Alors que la souris est orpheline, Apple sourit toujours
Douglas C. Engelbart, le père de la souris informatique s'est éteint aujourd'hui à l'âge de 88 ans. L'appareil fut présenté pour la première fois en décembre 1968, lors d'une célèbre présentation en Californie. Cette conférence devant un public de scientifiques fut surnommée plus tard « la mère de toutes les démos » du fait des technologies novatrices qui y furent détaillées (1) comme la visioconférence, le travail collaboratif sur un même document, l'envoi de messages entre personnes, le traitement de texte. Apple a su opportunément profiter de cette invention.
QUAND LA POMME MANGEA LA SOURIS
La souris fut inventée en 1963 par Douglas Engelbart, au sein du Stanford Research Institute (2), où il conduisait ses recherches sur les interactions avec les ordinateurs. On aurait pu penser que cette invention profitât à son inventeur mais, comme c'est souvent le cas, ce sont des entreprises opportunistes qui ramassent la mise. Le Stanford Research Institute accorda une licence de cette souris primitive à Apple, pour la modique somme de 40 000$ et Engelbart, le génial inventeur, n'a jamais perçu de royalties sur son invention.
Apple, avec Jeff Raskin et Steve Jobs, a ensuite industrialisé une nouvelle interface graphique utilisant une souris ; ce fut ensuite la commercialisation du premier Macintosh en janvier 1984.
On connait la suite. Aujourd'hui sous la direction de Tim Cook, Apple est une multinationale hautaine et agressive qui est une véritable machine à cash en utilisant d'une part tout le potentiel que lui offre la mondialisation pour la conception et la fabrication à très bas coût de ses machines dont l'obsolescence est programmée pour doper le chiffre d'affaire et d'autre part, dans l'ingratitude la plus totale, en utilisant toutes les ficelles de la législation pour se dispenser de verser sa contribution fiscale aux États .
UNE POMME EN OR POUR SES DIRIGEANTS ET ACTIONNAIRES
- Une ardoise magique qui transforme la sueur et les larmes des ouvriers en cash.
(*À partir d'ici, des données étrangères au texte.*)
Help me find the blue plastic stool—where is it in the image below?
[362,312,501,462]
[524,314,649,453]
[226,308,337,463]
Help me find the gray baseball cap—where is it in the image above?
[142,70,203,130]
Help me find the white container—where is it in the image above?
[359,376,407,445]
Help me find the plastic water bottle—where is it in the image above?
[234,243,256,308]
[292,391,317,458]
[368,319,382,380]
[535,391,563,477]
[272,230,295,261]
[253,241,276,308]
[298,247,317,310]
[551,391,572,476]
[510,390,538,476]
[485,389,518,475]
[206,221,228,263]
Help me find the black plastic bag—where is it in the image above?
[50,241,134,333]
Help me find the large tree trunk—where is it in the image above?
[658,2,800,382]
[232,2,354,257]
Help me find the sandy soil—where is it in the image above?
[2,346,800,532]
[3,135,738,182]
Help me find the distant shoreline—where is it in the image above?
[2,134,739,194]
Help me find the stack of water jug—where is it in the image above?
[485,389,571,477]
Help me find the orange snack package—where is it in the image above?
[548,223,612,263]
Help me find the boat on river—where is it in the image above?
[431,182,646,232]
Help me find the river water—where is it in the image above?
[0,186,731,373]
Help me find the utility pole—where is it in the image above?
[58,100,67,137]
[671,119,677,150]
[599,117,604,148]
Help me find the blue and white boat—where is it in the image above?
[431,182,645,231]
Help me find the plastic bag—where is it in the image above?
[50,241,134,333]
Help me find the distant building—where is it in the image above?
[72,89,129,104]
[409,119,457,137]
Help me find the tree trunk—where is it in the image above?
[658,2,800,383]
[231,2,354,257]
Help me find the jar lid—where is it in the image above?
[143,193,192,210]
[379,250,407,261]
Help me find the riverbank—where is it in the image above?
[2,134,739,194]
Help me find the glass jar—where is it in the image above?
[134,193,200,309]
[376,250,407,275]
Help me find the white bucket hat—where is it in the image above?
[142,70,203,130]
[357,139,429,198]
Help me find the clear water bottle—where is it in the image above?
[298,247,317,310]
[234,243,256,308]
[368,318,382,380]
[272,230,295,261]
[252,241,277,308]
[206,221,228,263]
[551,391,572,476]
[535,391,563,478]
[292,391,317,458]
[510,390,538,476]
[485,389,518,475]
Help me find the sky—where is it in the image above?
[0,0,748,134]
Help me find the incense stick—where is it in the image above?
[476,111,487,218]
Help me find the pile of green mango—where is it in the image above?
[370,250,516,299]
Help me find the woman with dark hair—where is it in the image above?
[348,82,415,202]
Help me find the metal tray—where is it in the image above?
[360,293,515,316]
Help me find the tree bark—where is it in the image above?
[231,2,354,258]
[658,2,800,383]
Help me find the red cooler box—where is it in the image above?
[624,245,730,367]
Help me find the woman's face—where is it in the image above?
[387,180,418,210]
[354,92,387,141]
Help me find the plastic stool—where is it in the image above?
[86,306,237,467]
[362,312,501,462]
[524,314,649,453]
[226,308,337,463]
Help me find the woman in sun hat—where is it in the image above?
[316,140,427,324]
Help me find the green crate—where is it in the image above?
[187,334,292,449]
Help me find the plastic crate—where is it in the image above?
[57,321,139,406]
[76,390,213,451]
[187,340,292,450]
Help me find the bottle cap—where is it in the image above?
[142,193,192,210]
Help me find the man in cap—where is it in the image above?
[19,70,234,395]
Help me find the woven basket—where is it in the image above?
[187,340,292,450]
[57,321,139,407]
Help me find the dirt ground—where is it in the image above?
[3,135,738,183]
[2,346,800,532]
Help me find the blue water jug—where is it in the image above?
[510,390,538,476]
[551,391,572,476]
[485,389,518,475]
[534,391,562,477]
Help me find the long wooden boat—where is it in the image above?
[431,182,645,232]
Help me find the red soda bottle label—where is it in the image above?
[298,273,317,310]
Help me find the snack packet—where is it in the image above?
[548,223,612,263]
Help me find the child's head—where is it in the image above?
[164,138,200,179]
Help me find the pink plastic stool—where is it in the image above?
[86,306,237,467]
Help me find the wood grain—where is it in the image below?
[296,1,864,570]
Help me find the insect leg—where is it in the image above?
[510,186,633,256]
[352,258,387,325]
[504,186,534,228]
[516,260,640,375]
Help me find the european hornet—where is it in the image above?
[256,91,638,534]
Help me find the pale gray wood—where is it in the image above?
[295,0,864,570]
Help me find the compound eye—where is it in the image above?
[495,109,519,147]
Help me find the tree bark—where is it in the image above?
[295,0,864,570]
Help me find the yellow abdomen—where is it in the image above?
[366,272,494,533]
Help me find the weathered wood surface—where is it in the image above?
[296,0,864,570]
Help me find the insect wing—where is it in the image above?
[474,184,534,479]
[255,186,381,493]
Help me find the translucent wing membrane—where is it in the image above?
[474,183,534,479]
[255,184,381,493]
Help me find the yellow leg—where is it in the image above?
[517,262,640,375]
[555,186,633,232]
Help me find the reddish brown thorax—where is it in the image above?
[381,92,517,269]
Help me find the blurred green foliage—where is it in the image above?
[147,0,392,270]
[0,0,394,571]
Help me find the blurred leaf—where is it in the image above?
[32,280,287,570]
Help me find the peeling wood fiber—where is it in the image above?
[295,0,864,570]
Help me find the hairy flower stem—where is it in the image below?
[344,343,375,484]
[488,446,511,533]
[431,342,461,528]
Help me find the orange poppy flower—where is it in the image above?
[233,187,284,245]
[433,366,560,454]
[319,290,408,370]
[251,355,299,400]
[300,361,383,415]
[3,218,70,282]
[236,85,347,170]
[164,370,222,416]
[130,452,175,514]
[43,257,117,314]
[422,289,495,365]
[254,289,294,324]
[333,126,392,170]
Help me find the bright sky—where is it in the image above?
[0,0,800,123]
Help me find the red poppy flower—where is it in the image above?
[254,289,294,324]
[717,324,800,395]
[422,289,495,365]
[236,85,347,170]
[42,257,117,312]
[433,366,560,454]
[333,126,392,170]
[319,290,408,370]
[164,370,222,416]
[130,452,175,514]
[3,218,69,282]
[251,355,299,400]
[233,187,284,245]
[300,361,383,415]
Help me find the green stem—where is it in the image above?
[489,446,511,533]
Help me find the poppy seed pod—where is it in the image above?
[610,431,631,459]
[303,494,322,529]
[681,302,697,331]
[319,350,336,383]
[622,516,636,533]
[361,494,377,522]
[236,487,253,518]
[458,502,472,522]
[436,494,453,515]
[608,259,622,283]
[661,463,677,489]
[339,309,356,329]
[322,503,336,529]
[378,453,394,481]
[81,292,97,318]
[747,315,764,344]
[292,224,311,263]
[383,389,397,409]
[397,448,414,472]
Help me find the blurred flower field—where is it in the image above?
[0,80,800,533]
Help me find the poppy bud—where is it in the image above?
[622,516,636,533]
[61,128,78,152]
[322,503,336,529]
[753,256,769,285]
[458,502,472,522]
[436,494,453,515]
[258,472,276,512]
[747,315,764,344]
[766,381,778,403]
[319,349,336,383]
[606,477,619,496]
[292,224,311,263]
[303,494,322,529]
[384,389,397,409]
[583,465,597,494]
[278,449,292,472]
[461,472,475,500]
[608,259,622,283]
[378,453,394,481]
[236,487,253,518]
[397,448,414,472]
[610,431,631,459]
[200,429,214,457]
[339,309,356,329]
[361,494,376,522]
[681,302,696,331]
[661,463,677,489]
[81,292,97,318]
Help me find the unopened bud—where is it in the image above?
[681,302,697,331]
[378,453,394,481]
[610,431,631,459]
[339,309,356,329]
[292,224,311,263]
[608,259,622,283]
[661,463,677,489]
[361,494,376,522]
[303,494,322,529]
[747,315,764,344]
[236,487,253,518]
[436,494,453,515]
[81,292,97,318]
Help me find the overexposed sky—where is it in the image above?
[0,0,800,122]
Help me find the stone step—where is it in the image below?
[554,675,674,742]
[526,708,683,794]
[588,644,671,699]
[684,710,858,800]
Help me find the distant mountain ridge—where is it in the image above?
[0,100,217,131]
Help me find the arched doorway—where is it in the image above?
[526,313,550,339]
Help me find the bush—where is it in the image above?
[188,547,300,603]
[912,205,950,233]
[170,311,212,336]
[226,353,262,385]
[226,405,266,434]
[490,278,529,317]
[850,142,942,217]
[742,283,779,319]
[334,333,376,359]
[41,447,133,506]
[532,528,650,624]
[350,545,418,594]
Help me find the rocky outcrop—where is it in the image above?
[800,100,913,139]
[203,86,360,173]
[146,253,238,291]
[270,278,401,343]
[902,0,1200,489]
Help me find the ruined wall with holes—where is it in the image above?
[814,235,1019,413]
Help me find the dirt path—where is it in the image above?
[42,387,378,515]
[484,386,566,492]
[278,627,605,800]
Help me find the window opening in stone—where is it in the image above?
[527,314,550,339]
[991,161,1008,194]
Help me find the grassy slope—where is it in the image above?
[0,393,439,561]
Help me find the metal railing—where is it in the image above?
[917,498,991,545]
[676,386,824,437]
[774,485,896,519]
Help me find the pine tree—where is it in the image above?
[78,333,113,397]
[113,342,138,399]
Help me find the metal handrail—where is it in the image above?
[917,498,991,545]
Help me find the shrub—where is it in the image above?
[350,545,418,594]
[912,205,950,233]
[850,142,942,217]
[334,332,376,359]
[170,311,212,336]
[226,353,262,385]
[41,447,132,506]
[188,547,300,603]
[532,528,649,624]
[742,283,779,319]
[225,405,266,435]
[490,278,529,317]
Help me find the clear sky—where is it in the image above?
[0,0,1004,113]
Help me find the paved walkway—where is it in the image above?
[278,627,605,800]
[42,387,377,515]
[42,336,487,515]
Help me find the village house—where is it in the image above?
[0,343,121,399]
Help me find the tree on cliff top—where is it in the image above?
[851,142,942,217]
Ainsi sur l'emblématique ardoise Ipad d'une valeur HT de 400 USD, le coût de la masse salariale pour sa conception et sa fabrication est de 28USD dont 8 USD pour l’assemblage en Chine ! par des ouvriers dont les conditions de travail on été maintes fois dénoncées alors que les profits pour les actionnaires représentent 120 USD par tablette, soit plus de 4 fois la valeur de la main d'oeuvre ! (3) Il ne s'agit plus de partage de la valeur ajoutée entre capital et salaires mais bien de l'accaparement de celle-ci par le seul capital.
- Des actionnaires et dirigeants qui croquent la pomme à pleines dents et laissent que le trognon aux peuples.
La capitalisation d'APPLE est aujourd'hui de plus de 400 milliards de dollars avec en 2012 un chiffre d'affaire de plus de 150 milliards de dollars et des résultats nets de plus de 40 milliards US, dont 36,8 milliards de dollars , au niveau mondial hors États-Unis. Sur ces bénéfices faits à l'étranger elle a versé 713 millions de dollars d'impôts, soit un taux de moins de 2 % ! ; Cette formidable machine à transformer les pommes en or a réussi à accumuler un trésor de guerre de 137,1 milliards USD de cash dont les 2/3 sont placés non pas aux USA mais à l’étranger dans divers paradis fiscaux. Ainsi le formidable succès d’Apple échappe-t'il aussi à l’impôt aux U.S.A., pays de l'invention de la souris. "C’est en tout cas la conclusion à laquelle arrive une commission d’enquête parlementaire américaine, qui va demander, mardi 21 mai, au PDG d’Apple, Tim Cook, de s’expliquer sur ce qu’elle qualifie de quête du « Graal de l’évasion fiscale »." Article "et Apple inventa l'itaxe" - Blog PERTES et PROFITS
DES ENTREPRISES INNOVANTES : UNE IMAGE EN PARTIE USURPÉE
L'histoire de cette petite souris révèle comment l'innovation et la création sont souvent captées par des grands groupes internationaux pour être transformées en machine ultra- profitable. Cette affirmation qui attribuerait aux seules vertus du capitalisme et de l'économie libérale cette capacité à développer la création et le progrès technique et ainsi de contribuer au bien être commun est particulièrement légère. C'est oublier que la transmission des connaissances et des savoirs , que la recherche fondamentale sont financées principalement par l'argent public et, sans avancées de la recherche publique , il y a peu de progrès techniques. C'est escamoter aussi que les secteurs économiques qui requièrent des investissement importants comme les transports, la conquête spatiale , et les communications, infrastructures indispensables au développement de ces multinationales, sont aussi financés par la sphère publique. C'est faire peu de cas des multiples aides publiques de l'Etat à l'innovation, aux P.M.E, à l'Export, etc...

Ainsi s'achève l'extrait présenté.